# Oh internet shopping, how I hate that you exist!



## martygreene (May 7, 2005)

Of course, I can barely afford any of it, but ooh how I want...

















#2 is a bit short...
The pink smocked skirt I have been eyeing on anthropologie for forever, and now newport news has it for a LOT less! Hooray cheap knockoffs!


----------



## Janice (May 7, 2005)

/sigh... spring how I love thee!


----------



## martygreene (May 7, 2005)

This is pretty much me year round.

Now, if I can only find a top like the one pictured with the pink/green skirt, but with long sleeves... I'll be so happy!

I so wish skirt #2 was longer, but I guess it's good that it's not, since it costs over $100


----------



## mrskloo (May 7, 2005)

OMG.. I love that pink and green skirt and they have big sizes.. YAY!! I've never heard of this site. Oh my credit card is going to melt.


----------



## martygreene (May 7, 2005)

oh, be careful, newport news is dangerous to the bank account.

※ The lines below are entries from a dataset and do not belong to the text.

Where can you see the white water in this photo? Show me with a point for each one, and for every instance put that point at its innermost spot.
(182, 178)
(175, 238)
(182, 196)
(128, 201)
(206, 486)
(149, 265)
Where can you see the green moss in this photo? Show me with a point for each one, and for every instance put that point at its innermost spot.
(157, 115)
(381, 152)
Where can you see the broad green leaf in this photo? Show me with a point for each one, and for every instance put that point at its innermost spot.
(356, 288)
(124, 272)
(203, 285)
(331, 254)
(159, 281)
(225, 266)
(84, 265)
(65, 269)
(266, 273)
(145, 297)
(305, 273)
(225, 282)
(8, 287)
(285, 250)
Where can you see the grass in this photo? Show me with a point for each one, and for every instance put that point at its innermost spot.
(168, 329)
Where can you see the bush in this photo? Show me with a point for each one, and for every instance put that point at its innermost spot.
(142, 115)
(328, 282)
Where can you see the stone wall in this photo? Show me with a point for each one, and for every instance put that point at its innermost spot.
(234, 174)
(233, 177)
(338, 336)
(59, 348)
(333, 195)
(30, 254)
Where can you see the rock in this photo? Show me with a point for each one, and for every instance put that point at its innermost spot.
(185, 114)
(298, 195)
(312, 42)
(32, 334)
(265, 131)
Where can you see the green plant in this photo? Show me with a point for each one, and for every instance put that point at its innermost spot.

Yeah, the smocked skirt is pretty. Like I said, the same skirt was on Anthropologie last spring/summer for $100 some, but now newport news has it for much cheaper, yay!


----------



## Glamourpusskitty (Jun 2, 2005)

internet shopping is so addictive lol

I actually rarely go out to the shops anymore, nearly everything is ordered online

*sigh* its just too easy to shop now! My bank account hates how easy it is!


----------



## Juneplum (Jun 2, 2005)

omg marty! i LOOOVE the 2nd skirt! aahhh.. internet shopping ROCKS  but it's not good for the credit cards!! hee hee


----------